It’s only bad when used incorrectly. Just store time in UTC and convert it to timezone of your setting to present it. Most modern languages offer a library that makes it just one more line of code. Not only it’s then clear and unambiguous, it supports all timezones.
bingo. Timezones became easier when I learned that all apps and databases should have all times be in UTC. Let the UI do it’s thing and accept local time and convert it, and vis versa.
Yeah, timestamps should always be stored in UTC, but actual planning of anything needs to be conscious of local time zones, including daylight savings. Coming up with a description of when a place is open in local time might be simple when described in local time but clunkier in UTC when accounting for daylight savings, local holidays, etc.
The Solution: Space mirrors! A series of mirrors in space would rotate to keep the entire planet under a single time zone. A perfect global time system is born!

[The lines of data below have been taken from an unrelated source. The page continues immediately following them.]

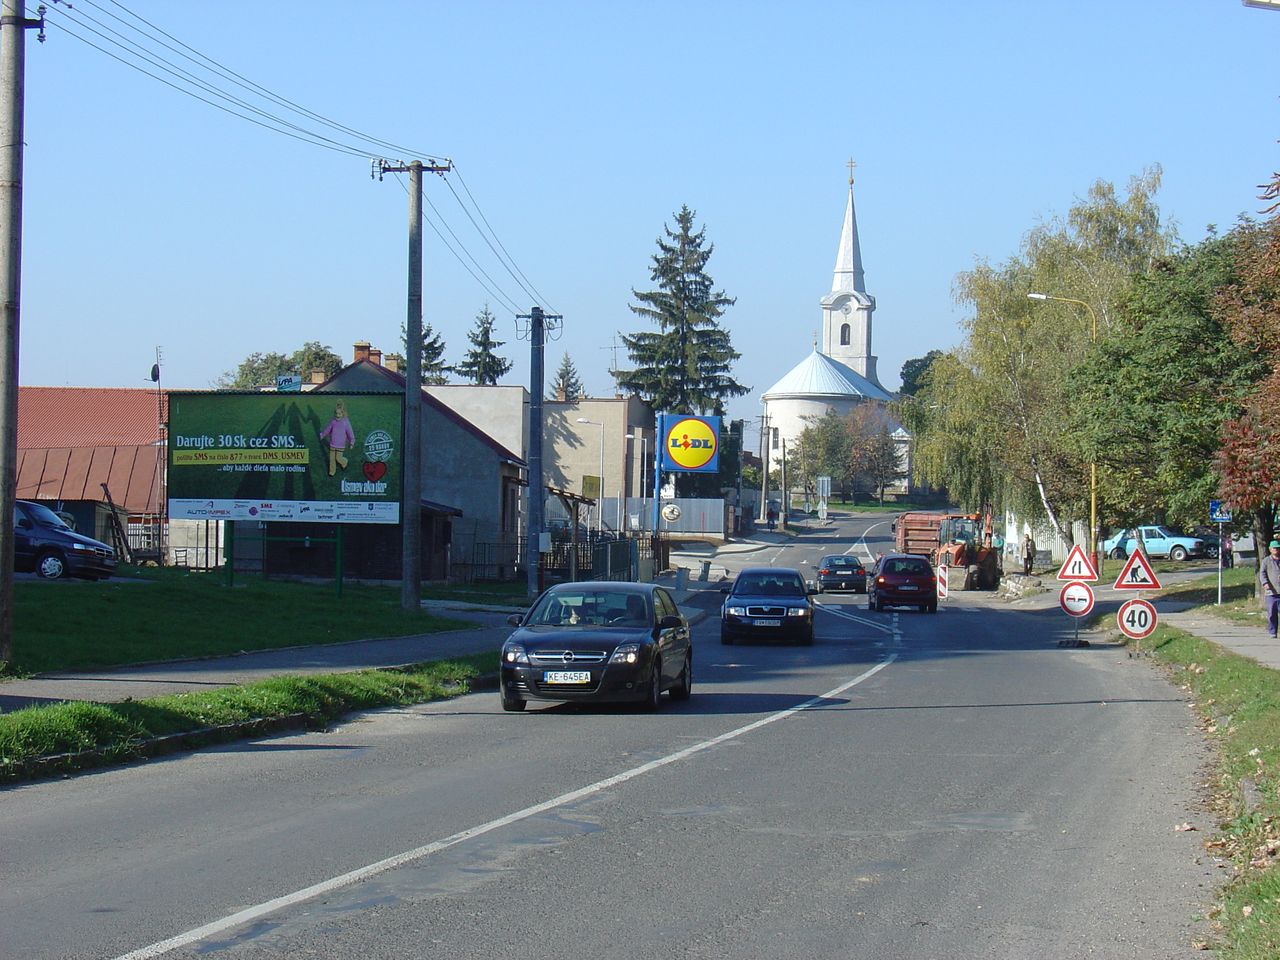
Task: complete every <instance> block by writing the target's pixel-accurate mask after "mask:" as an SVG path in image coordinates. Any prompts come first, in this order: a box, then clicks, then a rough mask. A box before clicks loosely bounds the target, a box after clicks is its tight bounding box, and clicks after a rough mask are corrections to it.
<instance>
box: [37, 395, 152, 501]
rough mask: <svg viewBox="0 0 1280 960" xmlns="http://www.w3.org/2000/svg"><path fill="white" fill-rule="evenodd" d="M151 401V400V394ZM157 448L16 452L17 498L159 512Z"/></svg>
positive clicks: (60, 448) (104, 448) (129, 448)
mask: <svg viewBox="0 0 1280 960" xmlns="http://www.w3.org/2000/svg"><path fill="white" fill-rule="evenodd" d="M152 399H155V397H154V394H152ZM160 449H161V448H160V447H152V445H146V447H77V448H69V447H60V448H52V449H19V451H18V499H20V500H97V502H102V503H105V502H106V494H104V493H102V484H104V483H105V484H106V485H108V489H109V490H110V492H111V502H113V503H115V506H116V507H123V508H124V509H127V511H128V512H129V513H157V512H159V506H157V498H156V493H157V488H159V481H160V477H159V470H160V462H159V461H160Z"/></svg>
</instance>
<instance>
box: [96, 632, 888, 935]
mask: <svg viewBox="0 0 1280 960" xmlns="http://www.w3.org/2000/svg"><path fill="white" fill-rule="evenodd" d="M896 659H897V654H890V655H888V657H886V658H884V659H883V660H881V662H879V663H877V664H876V666H874V667H872V668H870V669H868V671H865V672H863V673H859V675H858V676H856V677H854V678H852V680H850V681H846V682H844V684H841V685H840V686H837V687H835V689H833V690H828V691H827V692H826V694H822V695H819V696H814V698H810V699H808V700H805V701H804V703H801V704H797V705H795V707H788V708H787V709H785V710H780V712H777V713H773V714H769V716H768V717H763V718H762V719H758V721H755V722H753V723H748V724H746V726H745V727H739V728H737V730H731V731H728V732H727V733H721V735H719V736H716V737H712V739H710V740H703V741H701V742H698V744H694V745H692V746H686V748H685V749H684V750H677V751H676V753H673V754H667V755H666V756H660V758H658V759H657V760H650V762H649V763H645V764H641V765H639V767H632V768H631V769H628V771H625V772H623V773H618V774H616V776H613V777H607V778H605V780H599V781H596V782H595V783H591V785H589V786H585V787H580V788H579V790H572V791H570V792H568V794H561V795H559V796H557V797H553V799H552V800H547V801H544V803H541V804H535V805H534V806H526V808H525V809H524V810H517V812H516V813H509V814H507V815H506V817H499V818H498V819H495V820H489V822H488V823H481V824H480V826H477V827H468V828H467V829H463V831H460V832H457V833H454V835H453V836H451V837H445V838H444V840H436V841H433V842H430V844H424V845H422V846H419V847H415V849H412V850H407V851H404V852H403V854H397V855H396V856H388V858H387V859H385V860H379V861H378V863H371V864H369V865H367V867H361V868H358V869H355V870H351V872H348V873H343V874H342V876H339V877H332V878H330V879H326V881H321V882H320V883H314V884H312V886H310V887H303V888H302V890H298V891H294V892H293V893H285V895H284V896H278V897H275V899H274V900H268V901H265V902H261V904H256V905H255V906H250V908H246V909H243V910H239V911H237V913H234V914H229V915H227V916H223V918H220V919H218V920H212V922H211V923H206V924H205V925H204V927H197V928H195V929H191V931H187V932H186V933H179V934H178V936H175V937H170V938H169V940H161V941H160V942H157V943H152V945H151V946H146V947H141V948H138V950H134V951H131V952H128V954H122V955H120V956H118V957H116V959H115V960H148V959H150V957H156V956H163V955H164V954H168V952H169V951H172V950H177V948H178V947H184V946H187V945H188V943H196V942H198V941H201V940H205V938H207V937H212V936H215V934H219V933H223V932H225V931H229V929H232V928H233V927H239V925H241V924H246V923H250V922H251V920H256V919H259V918H260V916H266V915H269V914H273V913H275V911H276V910H283V909H284V908H288V906H294V905H297V904H301V902H305V901H307V900H314V899H315V897H319V896H324V895H325V893H332V892H333V891H335V890H340V888H343V887H349V886H351V884H353V883H360V882H361V881H366V879H369V878H370V877H376V876H379V874H381V873H387V872H388V870H394V869H397V868H399V867H404V865H406V864H410V863H413V861H415V860H421V859H424V858H428V856H430V855H431V854H438V852H439V851H442V850H447V849H448V847H451V846H457V845H458V844H462V842H465V841H467V840H471V838H474V837H479V836H481V835H484V833H490V832H493V831H495V829H499V828H502V827H508V826H511V824H512V823H518V822H520V820H526V819H529V818H530V817H536V815H538V814H540V813H547V812H548V810H554V809H556V808H557V806H564V805H566V804H571V803H575V801H577V800H581V799H584V797H588V796H591V795H593V794H599V792H600V791H602V790H608V788H611V787H616V786H618V785H620V783H626V782H627V781H628V780H635V778H636V777H640V776H644V774H645V773H652V772H653V771H655V769H659V768H660V767H666V765H668V764H672V763H676V762H677V760H684V759H685V758H686V756H692V755H694V754H696V753H701V751H703V750H709V749H710V748H713V746H718V745H721V744H724V742H727V741H730V740H735V739H737V737H740V736H744V735H746V733H750V732H751V731H755V730H759V728H760V727H765V726H768V724H769V723H776V722H777V721H780V719H786V718H787V717H791V716H792V714H796V713H800V712H801V710H808V709H810V708H813V707H817V705H819V704H822V703H823V701H826V700H829V699H832V698H836V696H840V695H841V694H842V692H845V691H846V690H849V689H850V687H855V686H858V685H859V684H861V682H863V681H864V680H869V678H870V677H873V676H876V675H877V673H879V672H881V671H882V669H884V668H886V667H887V666H888V664H891V663H892V662H893V660H896Z"/></svg>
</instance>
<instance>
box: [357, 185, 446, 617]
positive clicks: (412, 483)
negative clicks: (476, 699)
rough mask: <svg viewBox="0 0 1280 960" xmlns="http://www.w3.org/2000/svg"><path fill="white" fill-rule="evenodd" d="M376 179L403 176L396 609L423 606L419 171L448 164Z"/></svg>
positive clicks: (420, 329)
mask: <svg viewBox="0 0 1280 960" xmlns="http://www.w3.org/2000/svg"><path fill="white" fill-rule="evenodd" d="M375 169H376V173H378V178H379V179H381V177H383V174H388V173H407V174H408V316H407V317H406V321H404V339H406V340H407V343H406V344H404V453H403V457H402V463H403V471H404V499H403V500H402V503H401V530H402V532H403V536H402V538H401V607H402V608H403V609H406V611H416V609H417V608H419V607H420V605H421V603H422V172H424V170H425V172H429V173H440V174H443V173H448V172H449V170H452V169H453V165H452V164H449V163H445V164H443V165H440V166H436V165H434V164H433V165H431V166H428V165H425V164H424V163H422V161H421V160H415V161H413V163H411V164H392V163H389V161H387V160H379V161H376V168H375Z"/></svg>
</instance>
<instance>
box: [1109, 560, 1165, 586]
mask: <svg viewBox="0 0 1280 960" xmlns="http://www.w3.org/2000/svg"><path fill="white" fill-rule="evenodd" d="M1115 589H1116V590H1158V589H1160V577H1157V576H1156V571H1153V570H1152V568H1151V561H1148V559H1147V554H1144V553H1143V552H1142V550H1134V552H1133V553H1132V554H1129V562H1128V563H1125V564H1124V570H1121V571H1120V576H1119V577H1116V582H1115Z"/></svg>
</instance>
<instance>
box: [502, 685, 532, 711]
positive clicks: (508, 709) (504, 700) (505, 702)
mask: <svg viewBox="0 0 1280 960" xmlns="http://www.w3.org/2000/svg"><path fill="white" fill-rule="evenodd" d="M498 692H499V694H500V695H502V709H504V710H507V712H509V713H518V712H520V710H522V709H525V707H526V705H527V704H529V701H527V700H521V699H520V698H518V696H507V691H506V690H499V691H498Z"/></svg>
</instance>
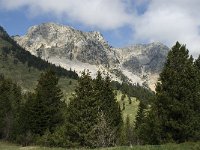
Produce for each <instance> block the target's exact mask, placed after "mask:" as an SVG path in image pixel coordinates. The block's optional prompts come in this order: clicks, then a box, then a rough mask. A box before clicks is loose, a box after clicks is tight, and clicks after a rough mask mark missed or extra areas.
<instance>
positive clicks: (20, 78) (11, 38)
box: [0, 27, 78, 90]
mask: <svg viewBox="0 0 200 150" xmlns="http://www.w3.org/2000/svg"><path fill="white" fill-rule="evenodd" d="M48 68H52V69H53V70H55V72H56V74H57V75H58V76H60V77H62V78H63V80H62V79H61V80H62V81H65V83H67V82H69V80H70V79H72V81H73V80H75V79H77V78H78V75H77V74H76V73H75V72H74V71H67V70H66V69H63V68H62V67H60V66H55V65H53V64H50V63H48V62H46V61H44V60H42V59H40V58H38V57H36V56H33V55H31V54H30V53H29V52H28V51H26V50H24V49H23V48H22V47H20V46H19V45H18V44H17V43H16V42H15V41H14V40H13V39H12V38H11V37H10V36H9V35H8V34H7V33H6V31H5V30H4V29H3V28H2V27H0V73H3V74H4V75H5V76H6V77H7V78H12V80H13V81H15V82H17V83H18V84H20V85H21V86H22V87H23V89H25V90H27V89H31V88H32V87H34V86H35V85H36V81H37V79H38V78H39V75H40V73H41V72H42V71H44V70H46V69H48ZM69 69H70V68H69Z"/></svg>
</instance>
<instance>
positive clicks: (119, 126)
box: [101, 74, 123, 143]
mask: <svg viewBox="0 0 200 150" xmlns="http://www.w3.org/2000/svg"><path fill="white" fill-rule="evenodd" d="M101 96H102V107H101V110H102V111H103V112H104V114H105V118H106V121H107V122H108V123H109V125H110V126H111V128H113V129H116V133H115V134H116V139H115V142H116V140H117V136H118V133H119V132H120V128H121V126H122V124H123V121H122V115H121V109H120V106H119V103H118V102H117V100H116V96H115V93H114V91H113V89H112V86H111V80H110V77H109V75H108V74H107V76H106V78H105V83H104V86H103V93H102V95H101ZM115 142H114V143H115Z"/></svg>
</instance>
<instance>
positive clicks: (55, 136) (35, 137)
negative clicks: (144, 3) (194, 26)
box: [0, 42, 200, 148]
mask: <svg viewBox="0 0 200 150" xmlns="http://www.w3.org/2000/svg"><path fill="white" fill-rule="evenodd" d="M58 80H59V77H58V76H57V74H56V73H55V70H54V68H50V69H48V70H46V72H43V73H42V74H41V75H40V78H39V80H38V83H37V86H36V88H35V89H34V91H33V92H26V93H23V92H22V89H21V87H20V86H19V85H18V84H16V83H14V82H13V81H12V80H10V79H7V78H6V77H5V76H4V75H1V76H0V139H1V140H5V141H10V142H14V143H19V144H21V145H23V146H27V145H42V146H49V147H67V148H73V147H76V148H77V147H85V148H98V147H114V146H130V145H133V146H134V145H145V144H150V145H160V144H165V143H183V142H197V141H199V140H200V115H199V114H200V57H199V58H197V59H196V60H194V59H193V58H192V56H190V55H189V51H188V50H187V49H186V46H185V45H181V44H180V43H178V42H177V43H176V44H175V45H174V46H173V47H172V49H171V50H170V52H169V54H168V56H167V60H166V63H165V66H164V68H163V70H162V72H161V74H160V77H159V80H158V82H157V85H156V92H155V93H153V92H150V93H148V92H147V91H148V89H143V90H142V88H141V87H137V86H135V88H130V87H131V85H129V84H125V83H122V84H119V83H114V82H111V79H110V77H109V75H106V76H105V77H104V76H102V73H101V72H97V76H96V78H95V79H92V78H91V76H90V72H89V71H84V72H82V75H81V77H80V78H78V84H77V86H76V88H75V91H74V93H73V96H72V98H71V99H70V102H66V100H65V99H64V98H63V93H62V90H61V89H60V87H59V86H58ZM132 86H133V85H132ZM133 87H134V86H133ZM133 89H135V90H133ZM116 90H121V91H123V93H124V94H127V95H129V96H135V97H137V98H138V99H139V101H140V103H139V108H138V112H137V116H136V119H135V121H134V122H133V123H132V122H130V118H129V116H127V118H126V119H125V120H124V119H123V118H122V108H120V105H119V102H118V101H117V100H116V95H115V91H116ZM145 93H146V94H145ZM147 93H148V94H147Z"/></svg>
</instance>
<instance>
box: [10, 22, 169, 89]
mask: <svg viewBox="0 0 200 150" xmlns="http://www.w3.org/2000/svg"><path fill="white" fill-rule="evenodd" d="M14 40H15V41H17V43H18V44H19V45H21V46H22V47H24V48H25V49H26V50H28V51H30V52H31V53H32V54H33V55H36V56H38V57H41V58H42V59H46V60H48V61H50V62H52V63H54V64H56V65H61V66H62V67H65V68H67V69H69V68H71V69H74V70H76V71H77V72H78V73H79V72H80V71H83V70H84V69H89V70H90V71H91V73H92V75H95V73H96V71H97V70H103V71H105V72H108V73H109V74H110V75H111V76H112V78H113V80H118V81H127V82H132V83H139V84H144V83H145V84H147V85H148V86H150V87H151V86H152V85H153V84H155V82H156V81H157V76H158V74H159V73H160V71H161V69H162V67H163V64H164V62H165V59H166V55H167V53H168V51H169V48H168V47H166V46H165V45H163V44H161V43H152V44H146V45H142V44H138V45H133V46H130V47H126V48H120V49H118V48H112V47H111V46H110V45H109V44H108V43H107V42H106V41H105V39H104V38H103V36H102V35H101V33H100V32H95V31H94V32H82V31H79V30H75V29H74V28H72V27H68V26H63V25H59V24H55V23H44V24H41V25H36V26H33V27H30V28H29V30H28V32H27V34H26V35H24V36H21V37H20V36H15V37H14ZM151 88H152V89H153V87H151Z"/></svg>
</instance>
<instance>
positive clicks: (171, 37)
mask: <svg viewBox="0 0 200 150" xmlns="http://www.w3.org/2000/svg"><path fill="white" fill-rule="evenodd" d="M199 10H200V1H199V0H167V1H166V0H0V18H1V19H0V25H1V26H3V27H4V28H5V29H6V30H7V32H8V33H9V34H10V35H16V34H19V35H23V34H25V33H26V31H27V29H28V28H29V27H30V26H32V25H36V24H40V23H44V22H56V23H59V24H64V25H69V26H72V27H74V28H76V29H79V30H82V31H94V30H97V31H100V32H101V33H102V34H103V36H104V37H105V39H106V40H107V41H108V42H109V43H110V44H111V45H112V46H114V47H123V46H127V45H130V44H135V43H150V42H154V41H160V42H162V43H164V44H166V45H167V46H169V47H171V46H172V45H173V44H174V43H175V42H176V41H180V42H181V43H183V44H186V45H187V47H188V48H189V50H190V52H191V54H193V55H194V56H197V55H198V54H199V53H200V28H199V27H200V13H199Z"/></svg>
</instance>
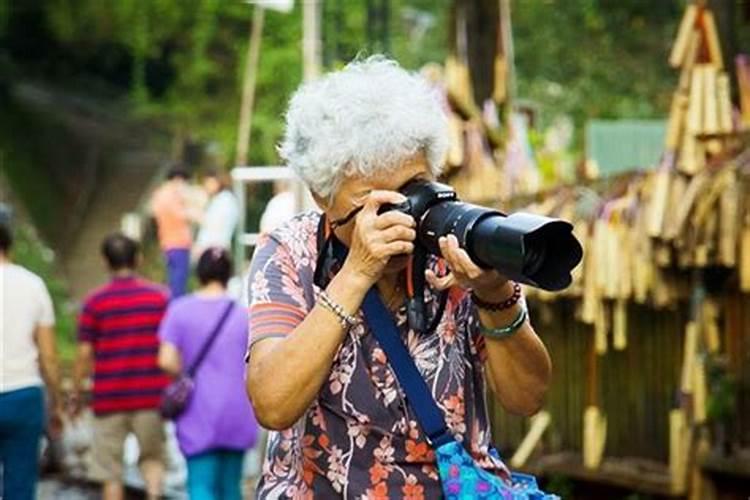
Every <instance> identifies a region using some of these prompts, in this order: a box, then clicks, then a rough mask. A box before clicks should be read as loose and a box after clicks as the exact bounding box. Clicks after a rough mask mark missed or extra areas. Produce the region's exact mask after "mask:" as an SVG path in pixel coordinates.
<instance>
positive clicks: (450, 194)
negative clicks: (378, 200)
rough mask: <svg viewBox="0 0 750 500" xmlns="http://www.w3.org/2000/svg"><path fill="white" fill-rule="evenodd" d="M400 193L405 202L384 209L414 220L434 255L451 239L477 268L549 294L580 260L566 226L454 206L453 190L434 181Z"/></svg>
mask: <svg viewBox="0 0 750 500" xmlns="http://www.w3.org/2000/svg"><path fill="white" fill-rule="evenodd" d="M401 193H402V194H404V195H405V196H406V197H407V200H408V201H407V202H406V203H403V204H399V205H396V206H393V205H392V206H387V207H383V208H384V210H390V209H395V210H400V211H402V212H404V213H408V214H409V215H411V216H412V217H414V218H415V220H416V221H417V240H418V242H419V244H421V245H422V246H424V247H425V248H426V249H427V251H428V252H430V253H433V254H435V255H440V246H439V245H438V239H439V238H440V237H441V236H448V235H449V234H452V235H454V236H455V237H456V239H458V243H459V245H460V246H461V248H463V249H464V250H466V252H467V253H468V254H469V257H471V259H472V260H473V261H474V262H476V263H477V264H478V265H479V266H481V267H483V268H485V269H496V270H497V271H499V272H500V273H502V274H503V275H504V276H506V277H507V278H509V279H512V280H514V281H518V282H520V283H526V284H528V285H531V286H534V287H538V288H542V289H545V290H550V291H558V290H562V289H564V288H566V287H567V286H568V285H570V283H571V281H572V277H571V275H570V272H571V271H572V270H573V268H575V267H576V266H577V265H578V263H579V262H580V261H581V259H582V257H583V249H582V248H581V244H580V243H579V242H578V240H577V239H576V238H575V236H574V235H573V226H572V224H570V223H569V222H566V221H563V220H560V219H552V218H550V217H544V216H541V215H534V214H529V213H521V212H519V213H513V214H510V215H508V216H506V215H504V214H503V213H501V212H498V211H497V210H493V209H490V208H486V207H482V206H479V205H473V204H471V203H464V202H461V201H457V199H456V193H455V191H454V190H453V188H451V187H450V186H447V185H445V184H440V183H436V182H428V181H422V180H419V181H414V182H411V183H409V184H407V185H406V186H404V187H403V188H402V189H401Z"/></svg>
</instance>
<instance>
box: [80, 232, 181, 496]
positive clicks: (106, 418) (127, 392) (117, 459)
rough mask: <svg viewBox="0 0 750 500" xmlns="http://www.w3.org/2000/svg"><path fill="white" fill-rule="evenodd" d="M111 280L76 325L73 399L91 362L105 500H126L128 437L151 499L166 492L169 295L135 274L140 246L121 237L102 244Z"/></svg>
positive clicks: (98, 436) (149, 282) (101, 469)
mask: <svg viewBox="0 0 750 500" xmlns="http://www.w3.org/2000/svg"><path fill="white" fill-rule="evenodd" d="M102 254H103V255H104V259H105V260H106V262H107V265H108V267H109V270H110V272H111V274H112V279H111V281H110V282H109V283H108V284H106V285H104V286H102V287H100V288H98V289H97V290H95V291H93V292H92V293H91V294H90V295H89V296H88V297H87V298H86V300H85V302H84V305H83V308H82V310H81V314H80V316H79V320H78V342H79V343H78V353H77V356H76V363H75V368H74V373H73V384H74V389H75V400H76V401H80V394H81V390H82V388H83V380H84V378H85V377H86V376H87V375H88V373H90V371H91V365H92V364H93V378H94V383H93V391H92V401H91V406H92V409H93V411H94V415H95V419H94V445H93V464H92V471H91V473H92V476H93V477H94V478H95V479H97V480H99V481H101V482H102V484H103V486H102V496H103V498H104V499H105V500H115V499H118V500H119V499H121V498H123V486H122V472H123V470H122V469H123V463H122V455H123V446H124V442H125V438H126V437H127V435H128V433H130V432H132V433H134V434H135V436H136V438H137V440H138V446H139V448H140V460H139V464H140V466H141V472H142V474H143V478H144V481H145V483H146V490H147V493H148V497H149V498H157V497H158V495H159V494H160V492H161V482H162V476H163V471H164V465H163V464H164V459H163V452H164V426H163V422H162V420H161V417H160V415H159V413H158V410H157V408H158V406H159V400H160V396H161V392H162V390H163V389H164V387H165V386H166V385H167V383H168V382H169V380H168V378H167V376H166V375H165V374H164V373H163V372H162V371H161V370H160V369H159V367H158V365H157V356H158V351H159V339H158V336H157V332H158V330H159V324H160V323H161V320H162V317H163V316H164V313H165V311H166V308H167V302H168V295H167V292H166V290H164V289H163V288H161V287H160V286H159V285H156V284H153V283H151V282H148V281H146V280H144V279H141V278H139V277H138V276H137V275H136V273H135V268H136V263H137V261H138V257H139V255H138V245H137V243H136V242H135V241H133V240H131V239H130V238H127V237H126V236H124V235H122V234H119V233H116V234H113V235H111V236H109V237H107V238H106V239H105V240H104V242H103V243H102Z"/></svg>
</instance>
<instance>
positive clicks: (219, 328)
mask: <svg viewBox="0 0 750 500" xmlns="http://www.w3.org/2000/svg"><path fill="white" fill-rule="evenodd" d="M232 309H234V300H231V299H230V300H229V303H228V304H227V306H226V308H225V309H224V313H223V314H222V315H221V319H219V321H218V322H217V323H216V326H214V329H213V331H212V332H211V335H210V336H209V337H208V339H207V340H206V341H205V342H204V344H203V347H201V350H200V353H198V357H197V358H195V361H193V363H192V364H191V365H190V368H189V369H188V371H187V373H188V375H189V376H190V378H192V377H194V376H195V372H197V371H198V367H200V365H201V363H202V362H203V359H204V358H205V357H206V354H208V351H209V350H210V349H211V346H212V345H213V344H214V341H215V340H216V337H218V336H219V332H220V331H221V328H222V327H223V326H224V323H226V321H227V318H228V317H229V313H231V312H232Z"/></svg>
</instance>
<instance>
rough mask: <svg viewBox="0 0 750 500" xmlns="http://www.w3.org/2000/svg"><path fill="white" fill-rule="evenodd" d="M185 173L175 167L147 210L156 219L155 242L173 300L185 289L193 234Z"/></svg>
mask: <svg viewBox="0 0 750 500" xmlns="http://www.w3.org/2000/svg"><path fill="white" fill-rule="evenodd" d="M187 179H188V176H187V172H185V171H184V170H182V169H180V168H175V169H172V170H170V171H169V173H168V174H167V180H166V181H165V182H164V184H162V185H161V186H159V188H158V189H157V190H156V191H155V192H154V195H153V199H152V201H151V209H152V212H153V214H154V217H155V218H156V226H157V230H158V235H159V245H160V246H161V249H162V251H163V252H164V259H165V262H166V265H167V284H168V285H169V289H170V291H171V292H172V298H173V299H176V298H177V297H180V296H182V295H184V294H185V293H186V292H187V281H188V277H189V274H190V247H191V246H192V243H193V235H192V231H191V227H190V223H191V220H192V217H191V213H190V209H189V204H188V199H187V187H188V186H187Z"/></svg>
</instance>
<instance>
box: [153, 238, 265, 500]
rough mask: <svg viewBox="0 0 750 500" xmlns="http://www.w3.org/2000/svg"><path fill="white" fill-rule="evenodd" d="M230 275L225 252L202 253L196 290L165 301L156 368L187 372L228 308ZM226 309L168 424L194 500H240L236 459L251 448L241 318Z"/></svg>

Sounds like a great idea! With the best of intentions. What could possibly go wrong?
Alternatively, we have this arbitrary standard of 9am means morning, if we share a single universal time, different places would just have a different arbitrary time being the “morning” instead.
i would aruge that the arbitrary factor of “9am being morning” is entirely to do with the fact that morning is actually a solar time phenomenon, whereas global time does not have the concept of morning, since it is merely imitating the local solar time.
Local solar time being the literal point in the sky that the sun is in.
It gets even funnier if we include people who aren’t “normal” I for one, consider noon to be morning.
We could keep the 0 hour as the “middle” of the night and 12 being the “middle” of the day (though I’m not sure if that’s really the sun’s high spot for the day for any places).
But with fully controlled mirrors, we could make it exactly 12 hours, so we could just then switch to the 0 hour being when the sun comes up.
It could have been worse. The romans had the day divided into 24 hours, like we do, but the hours varied in length so that from sunrise to sunset, you would always have 12 hours.
Imagine if that was the agreed upon time system, and we had to program that into computers.
It’s called temporal hour. Many cultures around the world had such a time system. Like in Japan they made clocks and watches that could tell temporal hours called wadokei.
I would truthfully and happily go back in time and tell people not to waste with the fucked up bullshit technology of the past. I mean Angular 1, what the hell was that? Twitter integration? Fuck you 2010. Zend Framework? You should be hanged. HANGED.
Oh, I see. Yeah I suppose it is, now that you point it out. It comes from:
.gov: the US government
.nih: the US National Institutes of Health
.nlm: the National Library of Medicine
.ncbi: the National Center for Biotechnology Information
But really, I only know it because it’s a very common host that comes up when you’re searching for published research papers. I just see “bunch of Ns .gov” and know it’s reliable.
Video is a lecture about how to think about dates and times, through the lens of a specific open source .NET library designed to aid with applying that thinking. It points out how most languages’ standard libraries really work against you, because they conflate different concepts. For example, an Instant (a specific point in time, globally recognised) and a LocalDateTime (a date and time in a way that is irrespective of your location—for example you might want your alarm to wake you at 8:00 am on weekdays, and still do that if you move to a different time zone), a ZonedDateTime (a date and time tied to a specific location—like if you want to say “the meeting starts at 10:00 am Oslo Time”), and an OffsetDateTime (a date and time tied to a specific UTC offset—which is not necessarily the same as a time zone, because “Oslo Time” is a time zone that doesn’t change, but its UTC offset might change if they go in or out of DST, or if a place decides to change, like how Samoa changed from UTC-11 to UTC+13 in 2011.
These are all subtly different concepts which are useful in different cases, but most libraries force you to use a single poorly-defined “DateTime” class. It’s easier and requires less thought, but is also much more likely to get you into trouble as a result, precisely because of that lack of thought, because it doesn’t let you make a clear distinction about what specifically it is.
His library is great for this, but it’s very worth thinking about what he’s talking about even if you don’t or can’t use it. As he says in wrapping up:
You may be stuck using poor frameworks, but you don’t have to be stuck using poor concepts. You can think of the bigger concepts and represent all the bits without having to write your own framework, without having to do all kinds of stuff, just be really, really clear in all your comments and documentation.